Fighting Inflation: Thinking Beyond Dollars
It seems to be a universal human trait that, as we contemplate our financial situation, we simplistically, and to our great disadvantage, focus on numbers of dollars rather than what economists refer to as the “real value” - the purchasing power - of those dollars. After all, shouldn’t the number of gallons of gas, or the number of eggs those dollars will purchase, be the primary concern? It’s easy to count dollars, but should we be taking the easy route when we’re talking about our financial future? Perhaps we don’t want to peer behind the curtain lest we see our future is being stolen, because then it would fall to us to take action and do something about it(?)
Inflation represents one of the most insidious threats to a person’s financial future, and yet it remains poorly understood by so many. It functions purely as a form of theft, silently transferring purchasing power from diligent, hard-working savers to favored groups and endeavors. When governments borrow and/or run the printing presses to fund not-so-hidden agendas, they don’t create new wealth - they dilute existing wealth, allowing those with first access to the new money (typically financial institutions, government contractors and non-governmental entities) to spend it before prices rise. All the while the average citizen watches helplessly as the purchasing power of their savings dwindle. This redistribution of purchasing power happens without transparency or consent, making it particularly insidious.

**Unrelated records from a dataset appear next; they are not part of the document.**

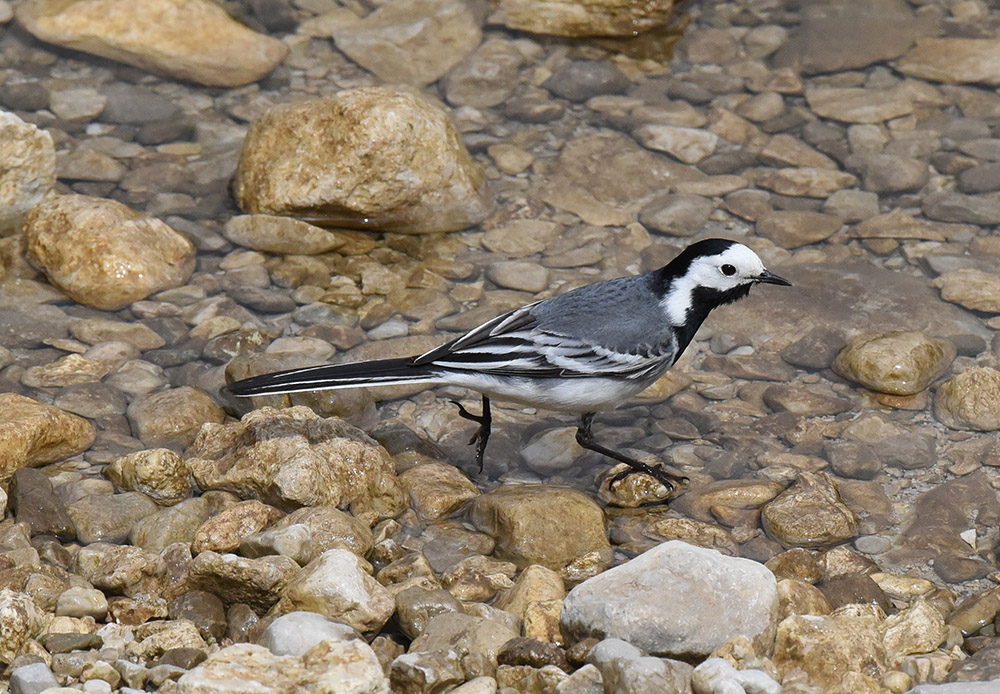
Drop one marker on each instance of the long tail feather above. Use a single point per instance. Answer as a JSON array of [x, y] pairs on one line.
[[379, 372]]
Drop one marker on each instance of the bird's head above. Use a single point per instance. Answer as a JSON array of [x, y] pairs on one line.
[[708, 274]]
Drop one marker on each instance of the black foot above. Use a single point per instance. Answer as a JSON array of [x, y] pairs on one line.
[[586, 439], [482, 434]]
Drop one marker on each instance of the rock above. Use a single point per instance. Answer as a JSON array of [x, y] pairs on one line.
[[437, 489], [348, 666], [791, 229], [899, 362], [624, 668], [186, 39], [417, 178], [724, 597], [402, 43], [689, 145], [28, 163], [109, 517], [833, 647], [970, 400], [842, 36], [971, 288], [104, 254], [173, 417], [292, 457], [810, 513], [297, 632], [33, 434], [953, 60], [272, 234], [566, 18], [475, 640], [159, 473], [256, 582], [521, 519], [336, 585], [226, 530], [33, 502]]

Consider the sobering fact that the dollar today is worth roughly one-tenth of what it was in the late 1960s. A gallon of gas that, at that time, cost twenty cents now costs two dollars! In that same time frame a the typical price for a car battery has risen from fifteen dollars to one hundred and fifty dollars!

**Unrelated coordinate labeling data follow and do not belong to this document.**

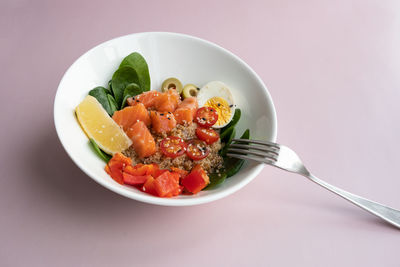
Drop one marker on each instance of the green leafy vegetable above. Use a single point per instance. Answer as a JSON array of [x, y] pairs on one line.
[[112, 103], [233, 165], [131, 90], [233, 122], [215, 180], [99, 152], [101, 94], [227, 139], [109, 85], [122, 77], [139, 64]]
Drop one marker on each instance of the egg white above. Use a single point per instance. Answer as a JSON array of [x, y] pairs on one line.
[[216, 89]]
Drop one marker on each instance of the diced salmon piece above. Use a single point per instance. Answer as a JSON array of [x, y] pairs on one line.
[[167, 101], [116, 166], [162, 122], [142, 140], [146, 98], [186, 110], [130, 115]]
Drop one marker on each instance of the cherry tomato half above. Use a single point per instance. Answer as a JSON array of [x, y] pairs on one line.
[[197, 149], [206, 117], [208, 135], [173, 146]]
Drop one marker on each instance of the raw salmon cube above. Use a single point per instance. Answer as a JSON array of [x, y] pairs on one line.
[[142, 140], [162, 122], [130, 115], [186, 110], [146, 98]]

This dramatic erosion of value means that simply holding cash guarantees you’ll become poorer over time. The implications for retirement planning and long-term financial security are profound. Maintaining the same number of dollars while the value of those dollars plummets is a recipe for financial disaster.
Fortunately, wise investing offers a powerful, if imperfect, defense against this erosion of “real value”. By converting dollars into carefully selected assets - whether stocks, real estate, or other investments that historically outpace inflation - you not only preserve purchasing power but potentially grow it. This financial strategy serves the dual purpose of protecting your nest egg from inflation’s corrosive effects while simultaneously keeping those funds safe from (possibly your own) impulsive spending habits. Rather than watching the value of your dollars getting frittered away in the pursuit of immediate gratifications or slowly become “worth less” (aka “worthless”), strategic investing allows you to harness the power of compound growth in the pursuit of building genuine wealth - wealth measured not in nominal dollars, but in the real goods and services that you can ultimately provide for yourself and those your love.